2月25日(金)、昨日24日、パリのロシア大使館前で在仏ウクライナ人ら数百人が集まり、プーチン大統領によるロシアのウクライナ侵攻への抗議デモを行いました。侵略戦争に抗議するとともに、フランスを含むEUへの支援を訴えました。
在仏ウクライナ人たち、プーチン大統領の野望へ怒り
母国から遠く離れていながらもプーチン大統領の侵略に抗議するため、パリ16区にあるロシア大使館前に数百人規模のウクライナ人、フランス人たちが集まりました。
プーチン大統領は今回の侵攻の目的に関し、ウクライナは「ナチス化」している為、「非武装化しなくてはならない」と主張しています。
集まったウクライナ人たちは、この発言をしたロシア大統領自らが「ナチス」でウクライナに侵略していると、怒りをあらわにしています。
「プーチン、テロリスト!」「プーチン、出ていけ!」と叫ぶキエフ出身のオルガさん(26歳)は、「プーチンは私たちウクライナ人の自由を奪い、資源を、特に小麦を略奪するために侵攻している」と怒りをぶちまけています。
オルガさんの友人アンドリーさんは、「プーチン帝国を築くという野望を実現するために、ウクライナ人とロシア人の命を奪うなんて信じられない」とコメントしています。
L'hymne ukrainien est entonné entre les "Poutine terroriste", "Poutine dehors" #Ukraine #Poutine pic.twitter.com/4LgqazH2C9
— Romarik Le Dourneuf (@rledourneuf) February 24, 2022
大多数のウクライナ人は「親ロシア」なのに
ブルーとイエローのウクライナ国旗に混じり、ロシア大使館に集まったデモ隊の掲げるプラカードには、『プーチン、ヒトラー!』と1939年にポーランドに侵攻したアドルフ・ヒトラーとプーチン大統領を照らし合わせたメッセージが書かれています。
プーチン氏はウクライナにいる「ネオナチ」の存在や、「親ロシア派」住民への「迫害」や「虐殺」などを侵攻の理由に上げています。
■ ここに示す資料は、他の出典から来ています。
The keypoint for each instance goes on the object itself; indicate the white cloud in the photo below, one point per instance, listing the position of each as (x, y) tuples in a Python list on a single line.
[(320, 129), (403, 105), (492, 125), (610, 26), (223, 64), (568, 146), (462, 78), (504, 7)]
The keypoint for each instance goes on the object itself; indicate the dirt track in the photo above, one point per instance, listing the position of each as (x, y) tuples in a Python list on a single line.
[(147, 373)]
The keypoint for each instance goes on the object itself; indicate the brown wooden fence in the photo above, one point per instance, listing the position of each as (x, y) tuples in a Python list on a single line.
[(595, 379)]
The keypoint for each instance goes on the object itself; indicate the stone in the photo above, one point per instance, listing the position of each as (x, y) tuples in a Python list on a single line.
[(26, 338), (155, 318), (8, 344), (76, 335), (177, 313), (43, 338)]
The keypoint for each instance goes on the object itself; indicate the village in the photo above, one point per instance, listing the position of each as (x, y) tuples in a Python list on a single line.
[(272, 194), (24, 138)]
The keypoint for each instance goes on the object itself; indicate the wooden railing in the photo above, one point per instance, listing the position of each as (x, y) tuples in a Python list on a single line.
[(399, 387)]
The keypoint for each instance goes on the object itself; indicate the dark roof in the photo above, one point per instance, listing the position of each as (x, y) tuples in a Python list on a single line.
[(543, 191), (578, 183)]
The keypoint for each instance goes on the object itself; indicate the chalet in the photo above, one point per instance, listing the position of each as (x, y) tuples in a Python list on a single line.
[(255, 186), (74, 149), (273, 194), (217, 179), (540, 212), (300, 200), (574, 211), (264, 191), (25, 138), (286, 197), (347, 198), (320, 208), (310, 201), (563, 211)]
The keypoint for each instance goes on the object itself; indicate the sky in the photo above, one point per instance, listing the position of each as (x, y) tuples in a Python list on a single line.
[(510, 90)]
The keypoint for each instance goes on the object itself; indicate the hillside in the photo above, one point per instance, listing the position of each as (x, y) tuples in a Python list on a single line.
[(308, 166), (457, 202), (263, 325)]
これに対し、デモの参加者の一人、ジャン=クリストフ(Jean-Christophe)さんの妻ゾーヤさんは中部ウクライナのドニプロ出身ですが、「妻は親ロシアです。ウクライナ人の大多数は親ロシアです。(ウクライナの)ゼレンスキー大統領も親ロシアです。にもかかわらずプーチンはウクライナ人をナチス扱いとは!」と怒りをあらわにしています。
現地の家族、地方全体が封鎖で「逃げられない状況」
ジャン=クリストフさんとゾーヤさんをはじめデモに参加するウクライナ人達は、デモで怒りを表明すると共に、現地にいる家族や友人たちの安否を案じています。
「私の家族や友人たちは国のあちこちに散らばっています。空爆を受けている地域の近くに住んでいる人もいます。逃げようにも道路が封鎖されていたり、渋滞がすごくて逃げられない状態です。」
ゾーヤさんは目に涙を浮かべ取材にきた記者らに現地の妹が送ってきた写真を見せました。写真には爆撃による光が写っています。
「私の家族が住んでいる地方全体が封鎖されており、妹にはただ地下や庭に避難し、食料を買い溜めて待つようにと言うしかありませんでした」と語りました。
ウクライナはヨーロッパ、「見捨てないで!」
デモに参加したカタリーナさん(45歳)は、「母国がなくなるのではないかと怖くて仕方がない。そして国と一緒に姉と姪も…」と涙ながらに心配しています。
抗議デモに参加した多くの人は、カタリーナさんのように心配と悲しみと恐怖の入り混じった感情を隠すことができません。
それでも気を取り直して「ウクライナはヨーロッパなんです。私たちウクライナ人はヨーロッパ人だと感じています。だから私たちを見捨てないでください」とフランスを含むEUに対して支援を訴えています。
フランスや国際社会の支援を訴える声が鳴り響くデモ隊の中には、グルジアやポーランドの国旗も入り混じっています。
プーチン氏の帝国を築く野望がウクライナのみならず、他の旧ソビエト連邦国や周辺国に及ぶことが懸念されています。